Mesmo assim ele embarcou. Ao longo do último ano, essa frase não saiu de minha cabeça. Por quê? Porque ela sintetiza o que Deus espera de nós.

Um ano atrás, eu, minha esposa e quase oitenta outros felizardos visitamos diversos locais bíblicos na Turquia, inclusive as sete cidades mencionadas no segundo e terceiro capítulos de Apocalipse. Numa tarde, alguns de nós fizemos uma viagem às ruínas da cidade de Mileto, o próximo grande porto ao sul da antiga cidade de Éfeso, ao longo da costa oeste da Ásia Menor.

Não há muito para ver em Mileto, pois a cidade foi devastada pelo tempo e por terremotos nos últimos dois mil anos. As edificações mais notáveis são um teatro greco-romano bem preservado, um enorme complexo de banhos construído no fim do segundo século, custeado pela esposa do imperador romano Marco Aurélio (o imperador do início do filme Gladiador), e os restos de um monumento que comemora a vitória de Octaviano sobre Marco Antônio e Cleópatra na Batalha de Áccio em 31 a.C., que serviu para Octaviano tornar-se César Augusto e para preparar o caminho do Império Romano para a grandeza.

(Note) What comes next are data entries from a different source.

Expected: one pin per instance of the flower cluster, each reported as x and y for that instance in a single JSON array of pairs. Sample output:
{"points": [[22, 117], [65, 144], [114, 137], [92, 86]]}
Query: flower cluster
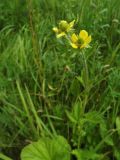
{"points": [[65, 29]]}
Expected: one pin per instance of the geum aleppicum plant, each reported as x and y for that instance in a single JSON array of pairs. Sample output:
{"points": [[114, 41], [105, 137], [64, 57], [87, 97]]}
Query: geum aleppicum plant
{"points": [[63, 28], [79, 42]]}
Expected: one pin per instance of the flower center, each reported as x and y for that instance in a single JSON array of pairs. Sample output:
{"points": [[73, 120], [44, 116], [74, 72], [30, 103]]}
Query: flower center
{"points": [[80, 41], [63, 25]]}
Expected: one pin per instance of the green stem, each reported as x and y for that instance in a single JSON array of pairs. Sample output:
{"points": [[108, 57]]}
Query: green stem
{"points": [[86, 80]]}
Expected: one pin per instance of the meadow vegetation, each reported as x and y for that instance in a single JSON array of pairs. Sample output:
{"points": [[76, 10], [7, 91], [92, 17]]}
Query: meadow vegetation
{"points": [[51, 106]]}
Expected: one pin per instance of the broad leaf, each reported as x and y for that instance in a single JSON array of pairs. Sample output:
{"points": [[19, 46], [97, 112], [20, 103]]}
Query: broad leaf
{"points": [[47, 149]]}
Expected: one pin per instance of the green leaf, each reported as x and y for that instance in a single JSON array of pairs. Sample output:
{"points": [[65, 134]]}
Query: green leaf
{"points": [[47, 149], [118, 124], [3, 157], [104, 134], [86, 154]]}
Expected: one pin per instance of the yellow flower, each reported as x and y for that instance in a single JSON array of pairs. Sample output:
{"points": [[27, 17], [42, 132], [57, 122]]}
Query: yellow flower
{"points": [[63, 28], [80, 41]]}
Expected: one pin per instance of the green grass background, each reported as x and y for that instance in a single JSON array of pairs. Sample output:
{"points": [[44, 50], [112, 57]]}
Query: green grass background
{"points": [[38, 96]]}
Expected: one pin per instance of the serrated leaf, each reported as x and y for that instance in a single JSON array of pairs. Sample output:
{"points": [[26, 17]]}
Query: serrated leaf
{"points": [[86, 154], [47, 149]]}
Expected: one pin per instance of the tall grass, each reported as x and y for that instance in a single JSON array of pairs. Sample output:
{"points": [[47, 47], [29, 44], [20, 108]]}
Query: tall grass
{"points": [[39, 95]]}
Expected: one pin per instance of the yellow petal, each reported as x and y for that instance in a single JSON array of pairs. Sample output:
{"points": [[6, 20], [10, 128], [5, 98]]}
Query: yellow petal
{"points": [[71, 24], [88, 40], [74, 38], [74, 45], [55, 29], [61, 34], [83, 34]]}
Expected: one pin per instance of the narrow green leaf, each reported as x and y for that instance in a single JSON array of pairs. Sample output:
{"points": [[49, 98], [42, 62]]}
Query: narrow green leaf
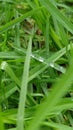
{"points": [[24, 84]]}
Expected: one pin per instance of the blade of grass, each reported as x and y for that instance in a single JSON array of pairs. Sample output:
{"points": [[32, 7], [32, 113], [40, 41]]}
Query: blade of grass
{"points": [[17, 20], [59, 89], [24, 84], [59, 16]]}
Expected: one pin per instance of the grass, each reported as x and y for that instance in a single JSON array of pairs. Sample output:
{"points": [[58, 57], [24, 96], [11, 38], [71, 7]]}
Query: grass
{"points": [[36, 65]]}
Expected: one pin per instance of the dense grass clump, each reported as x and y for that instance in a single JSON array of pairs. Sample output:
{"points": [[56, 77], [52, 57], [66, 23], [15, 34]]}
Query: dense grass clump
{"points": [[36, 64]]}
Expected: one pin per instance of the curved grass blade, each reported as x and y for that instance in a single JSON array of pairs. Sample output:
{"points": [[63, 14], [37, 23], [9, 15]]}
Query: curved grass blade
{"points": [[59, 16], [23, 93], [59, 90]]}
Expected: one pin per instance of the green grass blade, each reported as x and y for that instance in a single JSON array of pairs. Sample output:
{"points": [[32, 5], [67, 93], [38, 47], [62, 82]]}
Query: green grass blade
{"points": [[17, 20], [21, 114], [59, 16], [59, 89]]}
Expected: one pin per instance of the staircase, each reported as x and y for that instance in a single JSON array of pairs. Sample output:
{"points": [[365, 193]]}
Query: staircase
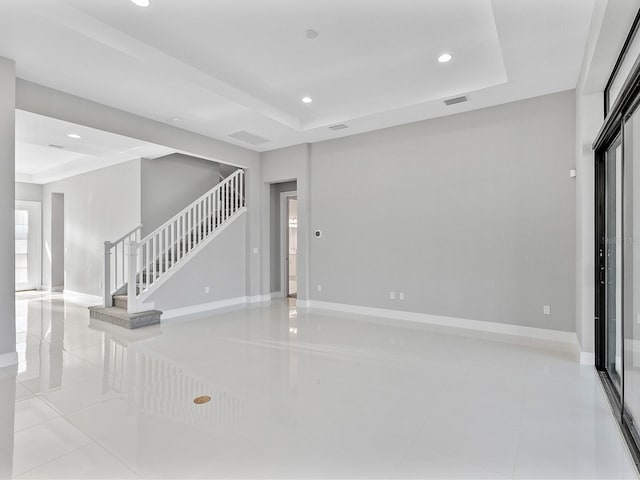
{"points": [[135, 267]]}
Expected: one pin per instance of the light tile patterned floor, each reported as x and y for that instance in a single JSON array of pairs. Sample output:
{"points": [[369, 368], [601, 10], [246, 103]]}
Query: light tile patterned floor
{"points": [[296, 394]]}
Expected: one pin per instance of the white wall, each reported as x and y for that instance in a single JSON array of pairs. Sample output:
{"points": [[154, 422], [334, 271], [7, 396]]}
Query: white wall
{"points": [[56, 104], [471, 216], [98, 206], [28, 192], [7, 212]]}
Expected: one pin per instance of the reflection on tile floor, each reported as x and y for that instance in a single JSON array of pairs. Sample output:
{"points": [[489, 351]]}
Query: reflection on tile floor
{"points": [[296, 394]]}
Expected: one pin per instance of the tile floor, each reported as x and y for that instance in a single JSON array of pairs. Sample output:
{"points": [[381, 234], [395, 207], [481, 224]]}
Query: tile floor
{"points": [[295, 394]]}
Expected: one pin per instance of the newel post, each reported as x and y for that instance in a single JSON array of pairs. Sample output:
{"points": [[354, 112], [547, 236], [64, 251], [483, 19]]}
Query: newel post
{"points": [[132, 282], [108, 300]]}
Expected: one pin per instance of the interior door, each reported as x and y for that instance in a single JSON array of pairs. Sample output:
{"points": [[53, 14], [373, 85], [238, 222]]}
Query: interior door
{"points": [[613, 263]]}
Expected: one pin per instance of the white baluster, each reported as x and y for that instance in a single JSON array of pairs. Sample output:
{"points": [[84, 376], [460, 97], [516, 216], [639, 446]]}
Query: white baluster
{"points": [[108, 301], [166, 249], [131, 287]]}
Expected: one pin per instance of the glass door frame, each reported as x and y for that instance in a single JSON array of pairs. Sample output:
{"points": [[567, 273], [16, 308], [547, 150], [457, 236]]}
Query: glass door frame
{"points": [[612, 131]]}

O monumento ficava à frente do principal porto de Mileto e de uma importante rua que levava ao centro da cidade. Quando nosso pequeno grupo chegou naquele lugar e buscava imaginar como seria o antigo porto, um pensamento me ocorreu: O apóstolo Paulo teria caminhado a poucos metros desse mesmo lugar.

Estive em várias cidades que Paulo visitou — Jerusalém, Roma, Éfeso, Cesareia Marítima e Putéoli — mas nenhuma me causou tanto impacto emocional como Mileto. Por quê? Por causa do que aconteceu aqui e do exemplo deixado para nós.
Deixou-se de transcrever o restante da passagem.